The opening (minus Sam J Jones being a football player) is ripped straight from the comics, and c’mon Max Von Sydow as Ming the Merciless is a classic role that the man was born for. There’s some sexiness, some violence, some campy special effects, horrible costumes, and the best part of the whole flick is that you get to watch Brian Blessed prance around in his underwear as leader of the Hawkmen.
The scene that I would watch the movie over and over again is the one where Flash and Prince Barin (Timothy Dalton) fight to the death on the Hawkman home world only to be interrupted by Ming’s adviser Klytus’s arrival. Flash decides that he’s had enough of the gold-faced Destro lookalike and gives him a shoulder charge…right onto the spiked floor of the dais that he was just fighting on, impaling the villain in multiple places. The coolest thing happens, they just don’t leave it there, they show his eyeballs and tongue popping out his head! It’s so fucking great to see, you want to cheer! It’s about 7:40 in the video above, sorry for the Spanish version…
For a movie maker to get the idea to make a full-length feature based on a game that had a tenuous story to begin with is insane but has never stopped anyone in Hollywood from proceeding. Any time that you make a movie of a game, something is lost in the translation from game to big screen. Though, in the case of Street Fighter, something was gained, a degree of ridiculousness.
First off, the casting for the movie is laughable and in some cases tragic. It’s really depressing to me that Raul Julia died shortly after his portrayal of M. Bison. Let’s see, you also had Jean-Claude Van Damme playing Guile, Ming Na playing Chun-Li, and Wes Studi (who was brilliant in Mystery Men and Geronimo) as Sagat. Though I’d give the best casting to Kylie Minogue playing Cammy, man she was/is so freakin’ hot.
I remember reading every article that I could find about this movie leading up to the day it came out. I waited in line as a 14 year old game geek, dying to see one of my favorite games as a movie.

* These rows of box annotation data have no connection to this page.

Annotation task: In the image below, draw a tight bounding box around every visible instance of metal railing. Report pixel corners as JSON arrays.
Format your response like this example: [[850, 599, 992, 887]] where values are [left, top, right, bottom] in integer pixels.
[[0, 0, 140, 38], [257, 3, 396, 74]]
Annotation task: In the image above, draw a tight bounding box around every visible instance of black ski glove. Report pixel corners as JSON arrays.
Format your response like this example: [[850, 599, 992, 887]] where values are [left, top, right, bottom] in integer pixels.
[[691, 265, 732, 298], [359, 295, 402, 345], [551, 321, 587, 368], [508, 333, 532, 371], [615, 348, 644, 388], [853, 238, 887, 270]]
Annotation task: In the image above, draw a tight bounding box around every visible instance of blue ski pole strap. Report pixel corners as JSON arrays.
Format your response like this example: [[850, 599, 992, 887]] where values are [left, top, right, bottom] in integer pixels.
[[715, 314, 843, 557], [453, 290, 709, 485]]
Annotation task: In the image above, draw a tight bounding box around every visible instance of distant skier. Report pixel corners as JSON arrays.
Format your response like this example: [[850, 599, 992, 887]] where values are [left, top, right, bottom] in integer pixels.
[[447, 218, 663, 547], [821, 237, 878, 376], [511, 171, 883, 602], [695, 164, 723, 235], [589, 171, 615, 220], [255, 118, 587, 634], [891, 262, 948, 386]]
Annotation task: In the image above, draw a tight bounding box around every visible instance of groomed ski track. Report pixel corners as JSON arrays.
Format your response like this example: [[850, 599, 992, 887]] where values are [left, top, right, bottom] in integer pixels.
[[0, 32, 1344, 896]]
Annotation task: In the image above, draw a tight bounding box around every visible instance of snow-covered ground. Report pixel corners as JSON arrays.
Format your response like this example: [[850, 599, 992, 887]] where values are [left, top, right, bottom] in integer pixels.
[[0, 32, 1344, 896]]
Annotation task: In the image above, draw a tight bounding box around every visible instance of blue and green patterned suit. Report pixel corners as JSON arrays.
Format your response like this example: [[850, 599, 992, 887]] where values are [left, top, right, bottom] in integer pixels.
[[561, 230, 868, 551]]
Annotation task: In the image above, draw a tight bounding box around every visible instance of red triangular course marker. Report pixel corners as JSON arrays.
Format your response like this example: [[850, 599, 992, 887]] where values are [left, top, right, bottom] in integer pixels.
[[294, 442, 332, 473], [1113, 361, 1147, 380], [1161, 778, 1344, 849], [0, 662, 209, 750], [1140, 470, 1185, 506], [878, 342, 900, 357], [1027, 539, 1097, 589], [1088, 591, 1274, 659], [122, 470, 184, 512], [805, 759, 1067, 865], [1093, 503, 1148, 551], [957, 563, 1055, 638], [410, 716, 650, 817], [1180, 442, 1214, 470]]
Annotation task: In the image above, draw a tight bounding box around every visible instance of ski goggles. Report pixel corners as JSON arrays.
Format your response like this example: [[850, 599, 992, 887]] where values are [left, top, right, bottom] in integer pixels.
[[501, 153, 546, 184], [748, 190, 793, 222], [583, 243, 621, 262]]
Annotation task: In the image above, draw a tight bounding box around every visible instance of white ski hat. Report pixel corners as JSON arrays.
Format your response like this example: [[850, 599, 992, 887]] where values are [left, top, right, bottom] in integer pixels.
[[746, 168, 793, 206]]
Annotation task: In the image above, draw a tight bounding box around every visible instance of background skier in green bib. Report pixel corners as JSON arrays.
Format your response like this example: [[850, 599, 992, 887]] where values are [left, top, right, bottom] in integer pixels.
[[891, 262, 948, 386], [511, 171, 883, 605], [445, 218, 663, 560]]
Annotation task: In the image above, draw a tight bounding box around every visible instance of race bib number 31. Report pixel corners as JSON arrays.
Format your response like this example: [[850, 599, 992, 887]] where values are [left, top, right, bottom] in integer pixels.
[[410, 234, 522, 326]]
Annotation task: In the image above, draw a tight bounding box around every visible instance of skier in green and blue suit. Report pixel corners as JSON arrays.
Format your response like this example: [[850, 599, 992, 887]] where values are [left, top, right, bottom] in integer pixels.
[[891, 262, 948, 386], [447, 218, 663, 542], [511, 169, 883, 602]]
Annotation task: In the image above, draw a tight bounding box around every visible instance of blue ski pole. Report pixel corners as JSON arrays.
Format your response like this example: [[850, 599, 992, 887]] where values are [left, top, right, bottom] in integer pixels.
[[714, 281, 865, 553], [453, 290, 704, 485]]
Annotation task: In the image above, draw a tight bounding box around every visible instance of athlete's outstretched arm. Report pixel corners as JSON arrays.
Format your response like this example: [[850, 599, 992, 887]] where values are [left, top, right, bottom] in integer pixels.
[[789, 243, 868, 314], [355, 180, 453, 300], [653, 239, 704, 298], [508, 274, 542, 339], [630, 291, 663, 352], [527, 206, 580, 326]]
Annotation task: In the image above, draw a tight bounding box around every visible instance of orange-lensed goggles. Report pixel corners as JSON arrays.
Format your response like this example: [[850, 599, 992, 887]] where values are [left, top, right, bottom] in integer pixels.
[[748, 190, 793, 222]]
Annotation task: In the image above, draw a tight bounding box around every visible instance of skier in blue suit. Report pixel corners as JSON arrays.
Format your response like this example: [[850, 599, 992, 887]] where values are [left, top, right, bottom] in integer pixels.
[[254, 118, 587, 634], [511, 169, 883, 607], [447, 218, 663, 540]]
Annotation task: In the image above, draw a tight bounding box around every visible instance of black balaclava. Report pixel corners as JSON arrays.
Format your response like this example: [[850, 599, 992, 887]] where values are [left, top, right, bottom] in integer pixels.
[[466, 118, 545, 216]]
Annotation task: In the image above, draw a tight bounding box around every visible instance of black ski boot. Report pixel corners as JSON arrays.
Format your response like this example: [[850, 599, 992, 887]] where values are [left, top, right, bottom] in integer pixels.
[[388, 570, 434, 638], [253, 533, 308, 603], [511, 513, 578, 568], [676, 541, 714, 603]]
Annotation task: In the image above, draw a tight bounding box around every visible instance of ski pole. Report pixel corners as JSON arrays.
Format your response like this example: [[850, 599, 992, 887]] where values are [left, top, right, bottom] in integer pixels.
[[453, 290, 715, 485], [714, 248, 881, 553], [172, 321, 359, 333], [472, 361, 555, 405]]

There were people that were disappointed with this one, but I’d have to say that as a adolescent gamer, this movie was perfect. I especially enjoyed Zangief (my favorite character in the game) and how retarded he was.
That leads me to my favorite scene in the whole film. There is an arms deal about to go down between Sagat and Bison when a truckload of explosives is seen on the closed circuit TV headed down to the tent they’re in and Zangief says “Quick! Change the channel!” and steals the entire movie.
The Rocky Horror Picture Show
Tim Curry won my heart the minute I started watching this movie and he showed up on-screen as Dr. Frank-N-Furter (the sweet transvestite from transsexual Transylvania). Deep down, I am a drama geek and love watching musicals. Luckily for me there are plenty of musicals that are of such exceptional caliber that I can save my macho image by proclaiming how they’re ‘high art’.
You can’t say that about The Rocky Horror Picture Show, there is no art to be had here. This movie has camp written all over it. I personally think that this movie’s story sucks, but is so much fun to sing along with to and watch that one can’t help but be entranced by it.
It may seem cliché and the obvious scene to pick but I happen to love the scene from the movie where the entire cast at the party starts to do the “Time Warp”. That has to be one of the best musical numbers to ever be shown on the big screen. If you have never had the opportunity to attend a Rocky Horror movie event, do yourself a favor and go to one in your city. The audience interaction with the movie makes so memorable.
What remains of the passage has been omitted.